This is a collaborative project with CBET-0730475/ Kent, and 0730630 / Harvey Mudd College.
This project aims to quantitatively characterize, by linking experiment to mathematical and numerical analysis, domain dynamics within molecularly thin layers confined at the fluid/fluid interface (Langmuir layers). Motion within these layers is confined to the plane of the surface, and thus in two dimensions. However, molecular configurations can change freely with respect to the surface, and the layer can buckle out of the surface. Such layers present an enormous richness of surface phases: gases and liquids, liquid crystals, and elastic "solids." Experimental developments over the last 15 years have allowed a much clearer understanding of these phases. Dynamic processes, while essential to characterize macro-and mesoscopic properties of the film, prove much more difficult to measure experimentally and understand quantitatively through mathematical analysis. The dynamics in these layers are important due to the analogue dynamics controlling cell membrane processes, but also because they are probes into the physical-chemical nature of the Langmuir layer.

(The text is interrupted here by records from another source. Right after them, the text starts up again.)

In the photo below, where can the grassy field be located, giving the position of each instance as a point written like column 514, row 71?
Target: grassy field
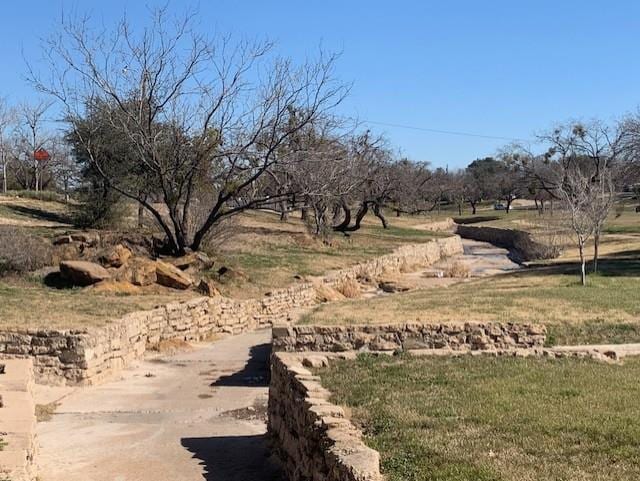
column 607, row 310
column 270, row 253
column 494, row 419
column 262, row 252
column 30, row 304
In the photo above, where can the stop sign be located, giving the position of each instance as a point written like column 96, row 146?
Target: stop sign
column 41, row 155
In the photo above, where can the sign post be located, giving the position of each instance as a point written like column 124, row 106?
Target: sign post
column 39, row 156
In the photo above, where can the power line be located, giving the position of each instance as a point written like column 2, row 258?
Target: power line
column 440, row 131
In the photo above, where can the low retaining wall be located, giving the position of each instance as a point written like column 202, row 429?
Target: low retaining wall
column 403, row 259
column 409, row 336
column 313, row 438
column 520, row 243
column 17, row 422
column 87, row 356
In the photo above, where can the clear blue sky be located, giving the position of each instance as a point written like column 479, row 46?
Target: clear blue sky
column 501, row 68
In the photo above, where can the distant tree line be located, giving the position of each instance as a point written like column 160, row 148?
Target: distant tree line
column 194, row 130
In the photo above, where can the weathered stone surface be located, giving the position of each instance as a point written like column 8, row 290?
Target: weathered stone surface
column 87, row 356
column 18, row 422
column 170, row 276
column 208, row 288
column 140, row 271
column 312, row 436
column 406, row 336
column 63, row 239
column 116, row 256
column 83, row 273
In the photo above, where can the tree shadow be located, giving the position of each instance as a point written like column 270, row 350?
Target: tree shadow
column 619, row 264
column 40, row 214
column 235, row 458
column 255, row 373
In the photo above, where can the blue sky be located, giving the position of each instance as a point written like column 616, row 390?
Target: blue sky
column 498, row 68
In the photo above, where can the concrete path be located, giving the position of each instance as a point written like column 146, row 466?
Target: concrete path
column 193, row 416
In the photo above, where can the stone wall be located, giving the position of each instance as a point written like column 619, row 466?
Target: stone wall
column 313, row 438
column 89, row 355
column 17, row 421
column 404, row 259
column 409, row 336
column 520, row 243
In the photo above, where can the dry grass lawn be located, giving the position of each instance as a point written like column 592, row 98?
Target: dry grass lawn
column 495, row 419
column 607, row 310
column 261, row 252
column 29, row 304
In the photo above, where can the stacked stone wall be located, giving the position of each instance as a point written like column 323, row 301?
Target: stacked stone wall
column 313, row 438
column 470, row 336
column 85, row 356
column 17, row 421
column 521, row 244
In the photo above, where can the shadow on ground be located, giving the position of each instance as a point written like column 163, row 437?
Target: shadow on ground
column 255, row 373
column 40, row 214
column 234, row 458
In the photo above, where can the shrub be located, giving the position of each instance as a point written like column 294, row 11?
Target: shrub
column 21, row 251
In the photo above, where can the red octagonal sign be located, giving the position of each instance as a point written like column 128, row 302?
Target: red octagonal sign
column 41, row 155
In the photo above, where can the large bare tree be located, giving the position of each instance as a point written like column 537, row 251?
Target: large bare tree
column 204, row 117
column 7, row 126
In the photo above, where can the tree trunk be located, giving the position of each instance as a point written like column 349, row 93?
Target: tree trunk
column 583, row 271
column 378, row 213
column 140, row 216
column 596, row 244
column 284, row 212
column 508, row 206
column 4, row 176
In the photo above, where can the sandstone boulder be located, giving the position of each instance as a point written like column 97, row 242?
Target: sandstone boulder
column 208, row 288
column 63, row 239
column 115, row 287
column 89, row 238
column 170, row 276
column 116, row 256
column 83, row 273
column 140, row 271
column 393, row 286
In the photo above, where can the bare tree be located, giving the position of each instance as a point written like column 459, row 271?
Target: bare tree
column 33, row 136
column 578, row 191
column 7, row 125
column 205, row 118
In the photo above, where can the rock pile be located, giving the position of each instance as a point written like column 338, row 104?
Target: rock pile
column 85, row 262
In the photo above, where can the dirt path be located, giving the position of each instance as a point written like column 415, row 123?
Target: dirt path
column 193, row 416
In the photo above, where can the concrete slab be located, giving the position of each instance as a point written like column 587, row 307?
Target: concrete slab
column 191, row 416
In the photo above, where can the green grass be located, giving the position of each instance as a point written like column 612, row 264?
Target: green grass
column 270, row 253
column 494, row 419
column 607, row 310
column 30, row 304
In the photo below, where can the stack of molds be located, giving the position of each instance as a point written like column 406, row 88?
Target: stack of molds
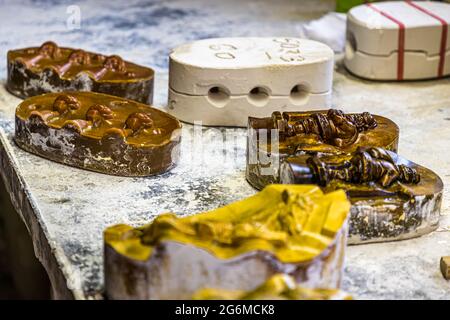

The PIs begin by describing their new results for dynamics within fluid monolayers, as the domains move towards equilibrium shape and size. Hydrodynamic flow involves motion within the Langmuir layer, but also within the subfluid, where it may not be parallel to the surface. Preliminary results from the group explore cases that show how combining high-quality experiments, detailed knowledge of surface chemistry, careful dimensional analysis, mathematical modeling, analytical techniques, intelligently-designed numerical methods and data analysis allows a deeper understanding of the physics of these problems. With comparisons between simulations and experiment going far beyond small perturbations in shape and size by application of our 4-roll mill technology, they will improve both accuracy and precision on measurements of the line tension, a critical parameter for both dynamics and layer morphology. They will also explore beyond the line tension, to include the effect of electrostatics and the compressibility of the layer. For this comparison, they will refine the experiment, include electrostatic and other contributions to the analysis, and develop the numerical analysis. As the project develops, they will reach beyond fluid-monolayer systems, in particular to those involving elastic solids that buckle out of the plane.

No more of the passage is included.